The original material on the album also finds Bird considering death and the religions and mythologies that attempt to make sense of it. 

On “Something Biblical,” Bird sings of farmers praying for God to deliver water for their crops but the “county remains dry.” This indicates the prayers are going unanswered and may also be a reference to “dry counties,” usually religious southern counties that have banned alcohol. All the while, however, Bird recognizes that if these prayers ever were answered, God doesn’t exactly have a track record of flooding in a restrained manner: “still we keep on dreaming/ of that 50-year flood/ of oceans of plasma/ and rivers of blood.” In other words, you’re always just praying for death one way or another.

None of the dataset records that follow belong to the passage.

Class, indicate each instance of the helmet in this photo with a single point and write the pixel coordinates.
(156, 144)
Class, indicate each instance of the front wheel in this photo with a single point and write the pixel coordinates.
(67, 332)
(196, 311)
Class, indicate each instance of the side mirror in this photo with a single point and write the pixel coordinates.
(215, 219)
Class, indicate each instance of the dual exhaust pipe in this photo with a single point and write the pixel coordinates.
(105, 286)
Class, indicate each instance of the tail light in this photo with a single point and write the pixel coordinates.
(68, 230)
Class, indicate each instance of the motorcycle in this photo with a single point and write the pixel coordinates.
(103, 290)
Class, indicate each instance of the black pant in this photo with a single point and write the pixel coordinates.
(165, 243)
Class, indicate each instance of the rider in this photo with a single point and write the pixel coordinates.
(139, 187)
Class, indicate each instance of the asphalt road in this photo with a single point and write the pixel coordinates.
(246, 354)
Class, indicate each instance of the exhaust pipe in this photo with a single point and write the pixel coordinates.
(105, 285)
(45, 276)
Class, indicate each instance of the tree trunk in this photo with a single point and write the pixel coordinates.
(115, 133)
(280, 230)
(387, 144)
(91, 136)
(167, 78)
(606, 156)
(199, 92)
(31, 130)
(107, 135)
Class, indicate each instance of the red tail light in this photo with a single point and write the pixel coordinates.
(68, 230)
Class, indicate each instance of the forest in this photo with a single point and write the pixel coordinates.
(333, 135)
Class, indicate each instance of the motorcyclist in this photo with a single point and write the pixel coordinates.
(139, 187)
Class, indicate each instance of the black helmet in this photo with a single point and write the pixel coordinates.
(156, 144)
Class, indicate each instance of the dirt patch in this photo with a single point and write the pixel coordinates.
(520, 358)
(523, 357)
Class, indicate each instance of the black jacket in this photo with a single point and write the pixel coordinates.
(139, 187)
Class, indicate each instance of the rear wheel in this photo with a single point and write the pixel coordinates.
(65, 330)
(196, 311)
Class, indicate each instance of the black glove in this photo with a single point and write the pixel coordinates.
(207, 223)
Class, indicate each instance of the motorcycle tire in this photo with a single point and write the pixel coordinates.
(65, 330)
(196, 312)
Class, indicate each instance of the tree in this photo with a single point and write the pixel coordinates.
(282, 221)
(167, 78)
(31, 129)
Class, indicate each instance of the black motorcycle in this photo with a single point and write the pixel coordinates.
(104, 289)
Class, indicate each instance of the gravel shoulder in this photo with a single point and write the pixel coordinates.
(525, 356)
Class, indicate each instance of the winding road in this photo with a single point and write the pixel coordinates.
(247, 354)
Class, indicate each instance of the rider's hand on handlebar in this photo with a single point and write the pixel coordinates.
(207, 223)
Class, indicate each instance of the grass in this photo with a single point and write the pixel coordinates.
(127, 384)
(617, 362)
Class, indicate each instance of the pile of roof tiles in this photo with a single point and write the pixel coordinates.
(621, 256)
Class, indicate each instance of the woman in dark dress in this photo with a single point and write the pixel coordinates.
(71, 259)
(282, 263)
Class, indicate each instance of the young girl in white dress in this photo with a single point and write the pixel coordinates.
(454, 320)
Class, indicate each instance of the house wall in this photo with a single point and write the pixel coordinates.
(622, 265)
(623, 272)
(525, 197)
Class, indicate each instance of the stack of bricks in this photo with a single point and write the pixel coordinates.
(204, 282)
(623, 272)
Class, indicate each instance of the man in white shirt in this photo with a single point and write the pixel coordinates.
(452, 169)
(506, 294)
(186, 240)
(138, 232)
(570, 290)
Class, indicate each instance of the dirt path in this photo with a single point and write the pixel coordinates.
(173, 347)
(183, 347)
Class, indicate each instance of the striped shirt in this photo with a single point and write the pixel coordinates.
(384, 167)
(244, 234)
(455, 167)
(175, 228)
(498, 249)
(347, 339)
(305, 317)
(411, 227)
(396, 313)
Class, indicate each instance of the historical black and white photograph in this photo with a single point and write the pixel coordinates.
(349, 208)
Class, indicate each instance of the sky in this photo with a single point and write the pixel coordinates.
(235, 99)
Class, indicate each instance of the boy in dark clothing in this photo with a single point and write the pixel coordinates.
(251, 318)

“Orpheo” is a re-worked version of a song released earlier this year on Bird’s Break It Yourself LP called “Orpheo Looks Back.” The songs appear to have more or less identical lyrics though the plucky lead instrumental line that propelled the former version has been stripped back to nothing but humble strings and Bird’s quavering voice. Both songs are about the Greek mythological figure, Orpheus, and his journey to the underworld to guide his dead lover, Eurydice, back to the world of the living. The repeated references to “not looking back” or “it’ll disappear” relate to the bargain that Orpheus made with Hades allowing him to bring Eurydice back to life: he would need to walk in front of her and could not turn and look at her until they both reached the world of the living again. Upon finally reaching the exit to the underworld, Orpheus, seemingly beset by anxiety and doubt, believing that Eurydice can’t possibly be behind him, turns around, sees her, and watches as she disappears. 

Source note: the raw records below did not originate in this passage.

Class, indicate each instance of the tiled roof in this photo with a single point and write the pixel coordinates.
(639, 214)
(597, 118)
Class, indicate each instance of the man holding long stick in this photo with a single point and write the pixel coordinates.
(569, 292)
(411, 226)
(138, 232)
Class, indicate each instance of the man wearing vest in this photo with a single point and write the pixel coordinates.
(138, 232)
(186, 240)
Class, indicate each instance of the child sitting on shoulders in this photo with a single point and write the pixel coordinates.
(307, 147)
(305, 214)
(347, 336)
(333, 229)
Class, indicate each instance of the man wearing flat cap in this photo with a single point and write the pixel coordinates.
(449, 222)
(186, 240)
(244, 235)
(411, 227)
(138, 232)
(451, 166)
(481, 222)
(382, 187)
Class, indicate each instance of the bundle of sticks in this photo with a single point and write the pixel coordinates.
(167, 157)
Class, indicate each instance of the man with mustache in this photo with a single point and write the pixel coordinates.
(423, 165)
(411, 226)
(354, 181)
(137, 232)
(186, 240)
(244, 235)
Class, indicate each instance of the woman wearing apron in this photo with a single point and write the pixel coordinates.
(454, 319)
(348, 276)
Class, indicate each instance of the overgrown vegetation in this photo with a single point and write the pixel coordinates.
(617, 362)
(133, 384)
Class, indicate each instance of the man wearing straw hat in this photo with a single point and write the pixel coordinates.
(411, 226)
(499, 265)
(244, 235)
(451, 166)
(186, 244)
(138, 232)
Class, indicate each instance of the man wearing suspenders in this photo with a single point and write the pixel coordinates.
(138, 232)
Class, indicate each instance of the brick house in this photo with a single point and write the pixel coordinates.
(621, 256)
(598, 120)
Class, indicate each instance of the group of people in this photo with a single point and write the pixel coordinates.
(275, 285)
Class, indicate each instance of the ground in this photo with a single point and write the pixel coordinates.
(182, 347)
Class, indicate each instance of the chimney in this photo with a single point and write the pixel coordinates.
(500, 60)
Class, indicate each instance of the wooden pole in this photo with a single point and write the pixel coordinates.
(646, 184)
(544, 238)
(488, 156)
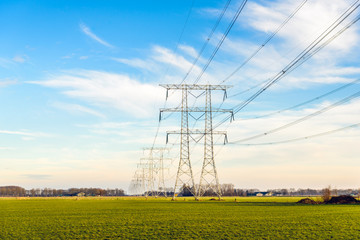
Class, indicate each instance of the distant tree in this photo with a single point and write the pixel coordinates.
(326, 194)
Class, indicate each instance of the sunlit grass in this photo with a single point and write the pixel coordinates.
(185, 218)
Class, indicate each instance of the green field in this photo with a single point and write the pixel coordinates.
(137, 218)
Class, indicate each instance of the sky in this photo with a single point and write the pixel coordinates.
(80, 94)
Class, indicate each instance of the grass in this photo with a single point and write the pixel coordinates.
(138, 218)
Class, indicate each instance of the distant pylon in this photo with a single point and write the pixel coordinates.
(153, 171)
(185, 176)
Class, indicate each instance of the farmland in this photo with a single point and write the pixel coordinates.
(111, 218)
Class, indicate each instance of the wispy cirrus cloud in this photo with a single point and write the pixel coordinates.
(87, 31)
(24, 133)
(108, 89)
(6, 82)
(76, 108)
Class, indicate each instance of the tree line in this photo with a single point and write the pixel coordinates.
(229, 190)
(16, 191)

Bird uses the story here as yet another example of the ways in which humans have coped (or not coped) with the idea of dying; refusing to admit that it’s a possibility and then desperately seeking some way to avoid it when it arrives. Bird further looks at this theme on the album’s book-end pieces “Three White Horses” and “Beyond the Valley of the Three White Horses.”

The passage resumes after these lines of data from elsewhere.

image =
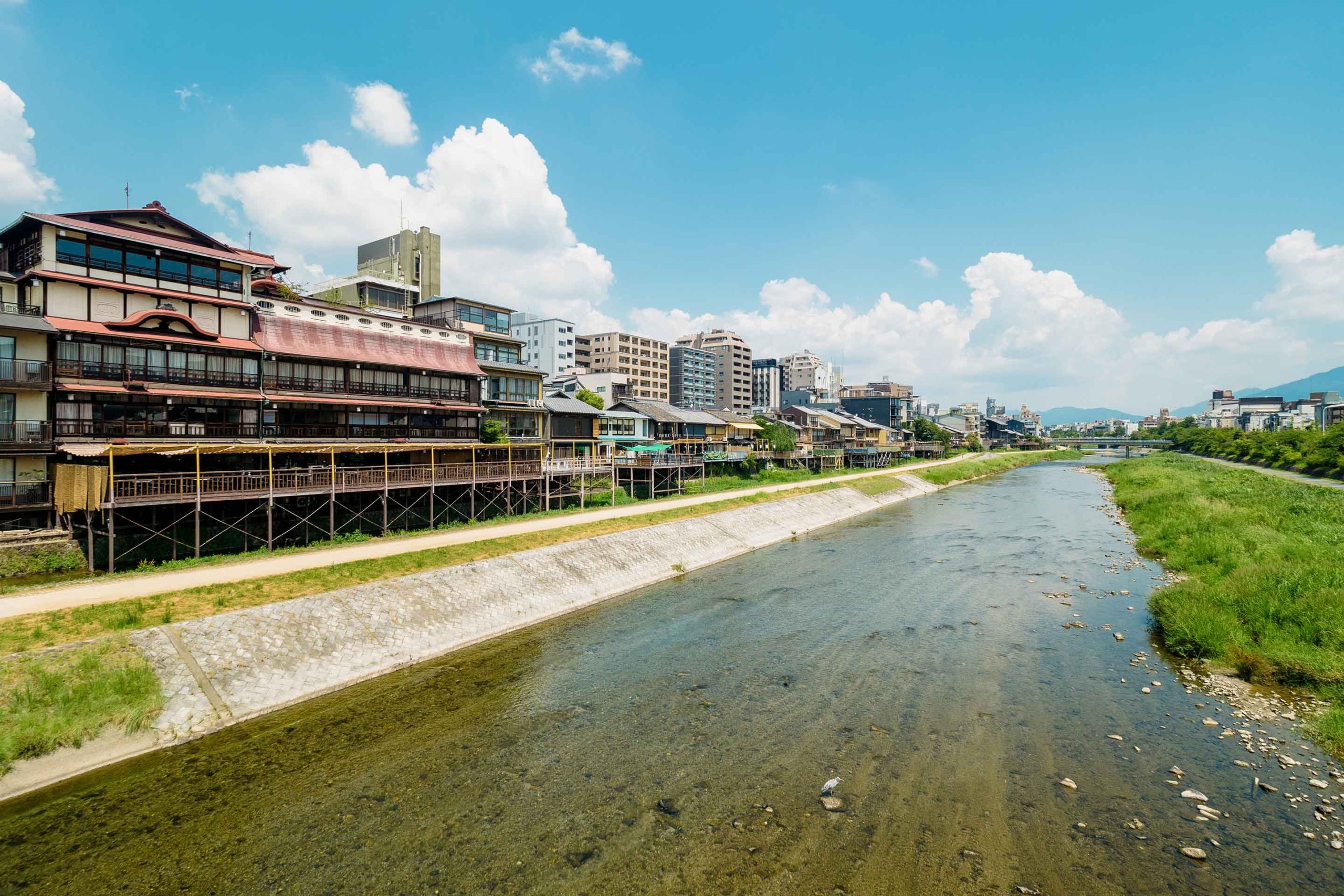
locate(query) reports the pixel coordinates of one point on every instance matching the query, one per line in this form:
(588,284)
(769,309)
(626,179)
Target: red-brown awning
(159,390)
(71,325)
(374,402)
(306,339)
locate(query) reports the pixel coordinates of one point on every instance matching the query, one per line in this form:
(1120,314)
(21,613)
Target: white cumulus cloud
(506,236)
(20,182)
(1023,332)
(1311,279)
(381,112)
(577,57)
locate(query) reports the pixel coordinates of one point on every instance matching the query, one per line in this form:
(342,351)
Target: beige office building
(642,359)
(731,367)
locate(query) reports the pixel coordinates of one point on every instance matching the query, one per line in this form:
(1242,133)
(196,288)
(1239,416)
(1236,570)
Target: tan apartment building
(731,367)
(642,359)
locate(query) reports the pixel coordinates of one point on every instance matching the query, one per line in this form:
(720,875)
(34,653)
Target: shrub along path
(1264,566)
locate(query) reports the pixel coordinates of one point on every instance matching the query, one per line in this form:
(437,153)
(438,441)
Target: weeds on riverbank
(64,698)
(1264,566)
(994,464)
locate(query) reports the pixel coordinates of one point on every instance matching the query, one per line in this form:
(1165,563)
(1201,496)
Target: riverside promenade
(121,587)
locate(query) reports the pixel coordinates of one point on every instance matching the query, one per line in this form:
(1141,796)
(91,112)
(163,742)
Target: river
(909,653)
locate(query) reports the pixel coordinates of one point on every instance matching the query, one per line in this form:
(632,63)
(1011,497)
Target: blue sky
(777,171)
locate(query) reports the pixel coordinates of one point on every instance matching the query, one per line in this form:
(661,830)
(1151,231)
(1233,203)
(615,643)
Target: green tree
(494,431)
(589,397)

Bird begins “Three White Horses” by singing, “you will need somebody when you come to die” and finishes it by changing the lyric to “you know I won’t be needing somebody when you come to die.” I don’t know of any mythology relating to three white horses specifically, other than that white horses are generally the steeds of heroes and saviors. Here Bird seems to be contemplating the idea that someone preparing to die will be looking for a savior but he, in the face of imminent death other than his own, “won’t be needing somebody” quite yet.

This song is also something of a callback to “Desperation Breeds,” the first song on Break It Yourself.   In that song, Bird sang “We keep breeding desperation/ In this era of thieves/ Who keep stealing respiration/ From the tenderest of trees.” Clearly Bird has been thinking a lot about the cycle of life and death and the actions that humans take to come to terms with this inevitability.  On “Three White Horses” Bird sings, “it’s not desperation we’re breeding/ it’s just a need we’re feeding/ before we say goodbye.” On Break It Yourself, desperation begets desperation and life begets life. On Hands of Glory, music begets music and death begets death.

The album ends with “Beyond the Valley of the Three White Horses,” a mostly instrumental nine-minute song that picks up where “Three White Horses” left off. The songs share musical cues and though it lacks narration, “Beyond the Valley” seems to sound like the character from “Three White Horses” following the trio of ghostly images to the valley and beyond to his or her final resting place. It’s a fitting way to end an album that seemingly seeks to soften the inevitability of death with the comfort that we can live on by way of the deeds we do while alive, whether by making music or becoming a malevolent souvenir.